Gugatan diajukan kepada empat lembaga sekaligus. Mereka adalah Presiden Republik Indonesia, Menteri Energi dan Sumber Daya Mineral, Dewan Perwakilan Rakyat, dan PT Freeport Indonesia.
Menurut David, keempat lembaga itu patut dimintai pertanggungjawaban atas hilangnya potensi pemasukan negara dari sektor tambang yang nilainya diperkirakan mencapai US$ 256 atau sekitar Rp 2,3 triliun. Nilai itu dihitung menurut ketentuan tarif royalti emas yang berlaku sejak 31 Juli 2003.
Ketentuan royalti penambangan diatur dalam Peraturan Pemerintah Nomor 45 tahun 2003 tentang Tarif Penerimaan Negara Bukan Pajak yang Berlaku pada Kementerian Energi dan Sumber Daya Mineral. Dalam peraturan tersebut, royalti penambangan emas ditetapkan sebesar 3,75 persen dari harga jual kali tonase.
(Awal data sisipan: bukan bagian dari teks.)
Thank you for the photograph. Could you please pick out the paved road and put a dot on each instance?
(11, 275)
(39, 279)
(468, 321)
Menurut penggugat, ketentuan itu tidak pernah dijalankan Freeport. Tergugat berkukuh menggunakan ketentuan yang merujuk pada kontrak karya perpanjangan tahun 1991 yang hanya mewajibkan royalti sebesar satu persen. "Karenanya kontrak karya II antara pemerintah dengan Freeport harus dibatalkan," kata David.
Kuasa Hukum PT Freeport, Muhammad Farhan, yang ditemui setelah sidang enggan memberi komentar. Ia meminta wartawan meminta penjelasan melalui juru bicara Freeport, Ramdani Sirait. Hingga berita ini dibuat, Tempo belum bisa menghubungi Ramdani.